OpenAI states that prompt injection will probably never disappear completely, but that a proactive and rapid response can significantly reduce the risk.
The company reported this in an explanation of its security approach to AI agents such as ChatGPT Atlas. According to OpenAI, this is a structural challenge within AI security, comparable to online fraud and social engineering, in which attackers continue to adapt to new defensive measures. The company therefore expects to continue working actively on this for years to come.
This assessment is not unique. According to TechCrunch, the UK’s National Cyber Security Centre also recently warned that prompt injection attacks on generative AI may never be completely preventable. The British cyber authority advises organizations to focus on limiting risk and impact, rather than expecting the problem to be completely solved. This positions prompt injection as a fundamental challenge for AI systems operating on the open web.
Prompt injection is an attack technique in which malicious instructions are hidden in content processed by an AI agent, such as emails or web pages. The agent may consider these instructions to be legitimate and follow them, causing its behavior to be redirected. As a result, the agent acts in the interests of the attacker rather than the user.
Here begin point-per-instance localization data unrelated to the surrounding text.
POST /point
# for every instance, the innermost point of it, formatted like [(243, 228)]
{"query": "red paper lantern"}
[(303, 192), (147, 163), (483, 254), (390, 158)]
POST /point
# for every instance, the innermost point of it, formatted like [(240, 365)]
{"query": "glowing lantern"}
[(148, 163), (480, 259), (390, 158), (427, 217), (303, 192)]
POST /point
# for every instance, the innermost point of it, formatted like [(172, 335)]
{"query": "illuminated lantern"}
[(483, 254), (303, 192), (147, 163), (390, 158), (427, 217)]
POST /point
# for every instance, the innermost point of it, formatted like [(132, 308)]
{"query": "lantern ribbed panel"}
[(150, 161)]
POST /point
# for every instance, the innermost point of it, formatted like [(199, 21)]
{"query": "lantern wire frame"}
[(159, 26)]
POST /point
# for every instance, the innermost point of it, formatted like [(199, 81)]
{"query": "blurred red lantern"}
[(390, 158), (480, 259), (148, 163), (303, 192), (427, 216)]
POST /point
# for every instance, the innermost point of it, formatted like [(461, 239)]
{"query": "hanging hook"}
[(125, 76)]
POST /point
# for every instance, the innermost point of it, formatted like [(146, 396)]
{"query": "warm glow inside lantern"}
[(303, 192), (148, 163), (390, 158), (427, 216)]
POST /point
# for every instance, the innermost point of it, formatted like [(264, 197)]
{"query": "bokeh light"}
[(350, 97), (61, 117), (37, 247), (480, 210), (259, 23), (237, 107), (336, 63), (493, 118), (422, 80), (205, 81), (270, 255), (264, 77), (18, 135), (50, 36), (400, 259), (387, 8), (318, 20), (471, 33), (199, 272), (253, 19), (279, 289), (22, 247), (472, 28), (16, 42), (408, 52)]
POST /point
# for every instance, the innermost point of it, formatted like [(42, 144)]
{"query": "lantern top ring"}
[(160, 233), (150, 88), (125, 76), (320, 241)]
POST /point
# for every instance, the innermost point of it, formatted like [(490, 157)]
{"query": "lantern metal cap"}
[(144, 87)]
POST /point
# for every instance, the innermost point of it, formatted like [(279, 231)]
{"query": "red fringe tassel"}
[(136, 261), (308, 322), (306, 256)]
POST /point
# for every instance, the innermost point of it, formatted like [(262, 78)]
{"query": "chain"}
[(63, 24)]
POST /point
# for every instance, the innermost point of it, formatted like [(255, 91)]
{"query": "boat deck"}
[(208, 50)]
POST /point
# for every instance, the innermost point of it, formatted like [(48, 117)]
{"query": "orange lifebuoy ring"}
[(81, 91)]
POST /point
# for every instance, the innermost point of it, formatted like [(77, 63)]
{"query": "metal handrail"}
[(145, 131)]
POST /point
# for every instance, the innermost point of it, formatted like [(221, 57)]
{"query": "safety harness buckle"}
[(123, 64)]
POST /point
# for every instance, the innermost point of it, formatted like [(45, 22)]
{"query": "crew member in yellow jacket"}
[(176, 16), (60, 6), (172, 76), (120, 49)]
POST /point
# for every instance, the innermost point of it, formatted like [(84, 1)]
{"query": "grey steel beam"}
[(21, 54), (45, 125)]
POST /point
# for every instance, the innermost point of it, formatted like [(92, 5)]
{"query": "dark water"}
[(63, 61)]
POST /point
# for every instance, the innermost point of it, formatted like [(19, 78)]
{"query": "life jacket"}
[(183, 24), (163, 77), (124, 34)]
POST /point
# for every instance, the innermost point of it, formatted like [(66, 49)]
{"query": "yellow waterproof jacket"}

Additional layer of threat
For browser-based agents such as ChatGPT Atlas, this means an additional layer of threat on top of existing web security risks. The agent can independently open web pages, read emails, and perform actions. A malicious email with hidden instructions can therefore become part of a workflow without being noticed, for example when a user asks to process or summarize emails. This can lead to data leaks or other undesirable actions.
According to OpenAI, this is just one example of a broader problem. The versatility of agents also increases the attack surface. During their work, they may encounter untrustworthy input via emails, attachments, shared documents, social media, and websites. Because agents can perform many of the same actions as users themselves, the impact of a successful attack can be significant.
Other parties also recognize that prompt injection is not a temporary problem. TechCrunch points out that Brave previously stated that indirect prompt injection poses a systematic challenge for AI browsers, including solutions from competitors such as Perplexity. In addition, companies such as Anthropic and Google emphasize that defense is only possible with layered security and continuous stress testing. OpenAI shares this view, but with its automated attacker, it has opted for intensive use of reinforcement learning.
OpenAI is strongly committed to automated attack detection. The company uses a specially trained AI attacker that actively searches for new prompt injection attacks on agents in production environments using reinforcement learning. Through repeated simulations, this attacker learns to identify vulnerabilities before they are exploited in practice.